Baru saja ia akan beranjak dari tempat duduknya, Nadif yang baru saja membuka pintu langsung merasa gugup.
"Nadif?!" panggil nyonya Zahirah.
"Iya, Nyonya."
"Bapak ke mana? Tumben jam segini dia nggak ada di kantor?" cecarnya.
"Tuan ... pagi tadi berangkat ke Jepang, Nyonya. Mendadak," jawab Nadif sedikit gugup.
Nggak anak nggak bapak, selalu saja membuat diriku kerepotan menjawab pertanyaan nyonya. Kapan lah mereka akan akur.
Nadif membatin sambil mengingat Damar dan tuan Alatas. Selain di repotkan oleh Damar, ia juga sekaligus harus siap jika sewaktu-waktu di butuhkan oleh sang tuan besar.
Malang sungguh nasibnya Nadif. 😆✌️
"Kok bisa bersamaan gitu ya dengan Sofia?" desisnya dan sedikit curiga.
"Mungkin saja kebetulan nona Sofia ada urusan di sana sekaligus berlibur dengan teman-temannya, nyonya," kata Nadif memberi alasan.
Nyonya Zahirah tampak mengangguk dan merasa jawaban dari Nadif masuk di akalnya. Karena sudah ada janji, akhirnya nyonya Zahirah meninggalkan ruangan itu.
Sepeninggal sang nyonya, Nadif langsung mengusap dadanya dengan hela nafas.
"Haah ... benar-benar merepotkan. Mau bagaimana lagi ... nasib ... nasib jadi bawahan," keluh Nadif lalu meletakkan berkas penting di atas meja kerja tuan Alatas.
.
.
.
.
QA Boutique ...
"Girls ..." Al tampak begitu sembringah setelah tahu Quin dan Damar sedang dalam perjalanan menuju kota itu.
"Quin sedang dalam perjalanan kemari," jelasnya.
"Really?!!!" pekik Jihan dan Gisha bersamaan.
Al mengangguk seraya merangkul kedua teman kerjanya itu dengan senyum bahagia. Tentu saja Jihan dan Gisha turut merasa senang setelah lima bulan lamanya tak bertemu dengan sang owner butik itu.
"Anyway ... tahu dari mana kamu?" tanya Gisha.
"Rian ... Damar menghubunginya semalam," jelas Al.

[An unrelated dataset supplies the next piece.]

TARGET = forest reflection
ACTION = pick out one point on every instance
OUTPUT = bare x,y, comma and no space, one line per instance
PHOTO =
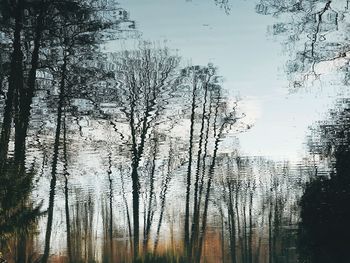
131,156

Gisha kembali mengangguk. Setelah itu mereka kembali melanjutkan pekerjaannya dengan perasaan bahagia dan senang sekaligus sudah tak sabar bertemu dengan Quin.
Sementara itu di salah satu restoran Eropa, kini tampak nyonya Zahirah sedang duduk berhadapan dengan orang suruhannya.
"Nadine, informasi apa saja yang sudah kamu dapatkan tentang bi Yuni dan Naira?" tanya nyonya Zahirah.
Nadine menghela nafasnya lalu meneguk air putih sebelum mengatakan sesuatu. Entah ia harus memulai dari mana.
"Nyonya, pantas saja selama ini tuan nggak respect dengan kepala pelayan dan putrinya itu. Walaupun bi Yuni sudah lama bekerja di mansion dan Anda menyekolahkan putrinya hingga lulus kuliah, tapi mereka malah mengharap lebih," jelas Nadine.
Seketika alis nyonya Zahirah bertaut dan tampak bingung.
"Maksudmu?"
"Nyonya, Naira dan bi Yuni sangat berambisi ingin menjadi bagian dari keluarga Alatas. Apalagi saat Damar masih duduk di kursi roda, mereka memanfaatkan keadaan itu untuk menjebak Damar. Sukurnya ada nona Quin saat itu yang menjadi asisten pribadinya. Itulah mengapa mereka nggak bisa leluasa mendekati Damar hingga sangat membenci nona Quin," jelas Nadine lagi.
"Lalu?"
"Mereka memfitnah nona Quin ..." Nadine menghela nafas lalu menatapnya. "Nyonya tahu sendiri kan, fitnah yang mereka tuduhkan tentang nona Quin?"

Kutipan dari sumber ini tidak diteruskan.